The C/EBPß-LIP gene regulator is involved in the aging process. If LIP is missing, the lifespan of mice increases and physical fitness is maintained during aging; without a calorie restriction. [Figure: Kerstin Wagner / FLI] (217)
The answer may be how the protein complex mTORC1 uses the gene switch C/EBPß to control the metabolism of mice: C/EBPß can occur in a short variant (LIP) and a long variant (LAP). A high activity of mTORC1 leads to an increased formation of the short (LIP) variant. The activity of mTORC1 is regulated by food intake and can be significantly reduced by a calorie-restricted diet, which in turn inhibits the formation of LIP.
If the production of the short LIP variant is permanently suppressed in a mouse strain developed by the researchers, the result is a healthier metabolism with reduced body weight and improved insulin sensitivity. These LIP-reduced knockin mice showed improved metabolic health, similar to mice under calorie restriction, although the LIP-reduced mice were not on such a diet.
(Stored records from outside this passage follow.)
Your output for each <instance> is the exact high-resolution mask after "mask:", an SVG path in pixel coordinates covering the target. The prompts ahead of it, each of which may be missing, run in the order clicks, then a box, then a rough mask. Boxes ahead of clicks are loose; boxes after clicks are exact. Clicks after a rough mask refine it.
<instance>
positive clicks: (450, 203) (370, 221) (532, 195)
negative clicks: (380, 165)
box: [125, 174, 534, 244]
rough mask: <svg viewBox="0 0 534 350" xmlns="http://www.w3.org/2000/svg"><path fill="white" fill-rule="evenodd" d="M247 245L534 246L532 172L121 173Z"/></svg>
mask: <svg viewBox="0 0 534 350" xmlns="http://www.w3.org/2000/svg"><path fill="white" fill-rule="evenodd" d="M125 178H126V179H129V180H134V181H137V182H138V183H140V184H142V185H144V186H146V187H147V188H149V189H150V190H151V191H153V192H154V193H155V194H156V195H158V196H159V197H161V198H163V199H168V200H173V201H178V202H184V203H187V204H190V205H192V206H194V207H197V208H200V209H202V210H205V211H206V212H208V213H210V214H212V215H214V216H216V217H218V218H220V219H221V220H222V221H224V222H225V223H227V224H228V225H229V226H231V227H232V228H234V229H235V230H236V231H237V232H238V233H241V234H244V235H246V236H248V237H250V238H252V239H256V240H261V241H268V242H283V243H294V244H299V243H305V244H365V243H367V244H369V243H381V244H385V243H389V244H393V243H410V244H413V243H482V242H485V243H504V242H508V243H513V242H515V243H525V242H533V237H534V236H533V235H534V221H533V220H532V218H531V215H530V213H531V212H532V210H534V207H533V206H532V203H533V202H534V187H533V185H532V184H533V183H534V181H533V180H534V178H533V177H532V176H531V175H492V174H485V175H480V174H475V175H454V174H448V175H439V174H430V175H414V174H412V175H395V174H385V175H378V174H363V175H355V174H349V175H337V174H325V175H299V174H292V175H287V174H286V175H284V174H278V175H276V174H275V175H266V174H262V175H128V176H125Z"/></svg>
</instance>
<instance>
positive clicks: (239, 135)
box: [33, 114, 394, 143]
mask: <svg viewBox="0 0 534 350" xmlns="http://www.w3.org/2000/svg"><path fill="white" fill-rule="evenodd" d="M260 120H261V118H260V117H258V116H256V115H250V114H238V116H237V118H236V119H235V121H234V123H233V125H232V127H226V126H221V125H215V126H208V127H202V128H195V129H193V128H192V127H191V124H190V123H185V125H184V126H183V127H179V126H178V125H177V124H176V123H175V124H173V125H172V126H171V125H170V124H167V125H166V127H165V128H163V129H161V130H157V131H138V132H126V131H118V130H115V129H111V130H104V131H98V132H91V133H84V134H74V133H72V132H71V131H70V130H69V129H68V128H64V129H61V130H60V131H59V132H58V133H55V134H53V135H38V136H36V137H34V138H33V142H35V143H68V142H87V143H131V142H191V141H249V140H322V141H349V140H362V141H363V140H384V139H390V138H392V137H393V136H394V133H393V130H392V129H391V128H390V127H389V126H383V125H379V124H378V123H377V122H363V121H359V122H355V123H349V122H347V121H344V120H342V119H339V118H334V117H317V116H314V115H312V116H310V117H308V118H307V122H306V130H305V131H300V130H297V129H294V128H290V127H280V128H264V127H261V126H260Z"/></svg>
LIP-reduced mice developed less cancer later in life than control mice and that was one factor in living about 20 percent longer. Except it was only in females. The study used a specific knockin mouse strain but other studies about calorie restriction also show better outcomes for females, with no real explanation for that.
Citation: Müller C, Zidek LM, Ackermann T, de Jong T, Liu P, Kliche V, Zaini MA, Kortman G, Harkema L, Verbeek DS, Tuckermann JP, von Maltzahn J, de Bruin A, Guryev V, Wang ZQ, Calkhoven CF. Reduced expression of C/EBPβ-LIP extends health- and lifespan in mice. eLife. 2018, Apr 30, 7. pii: e34985. doi: 10.7554/eLife.34985.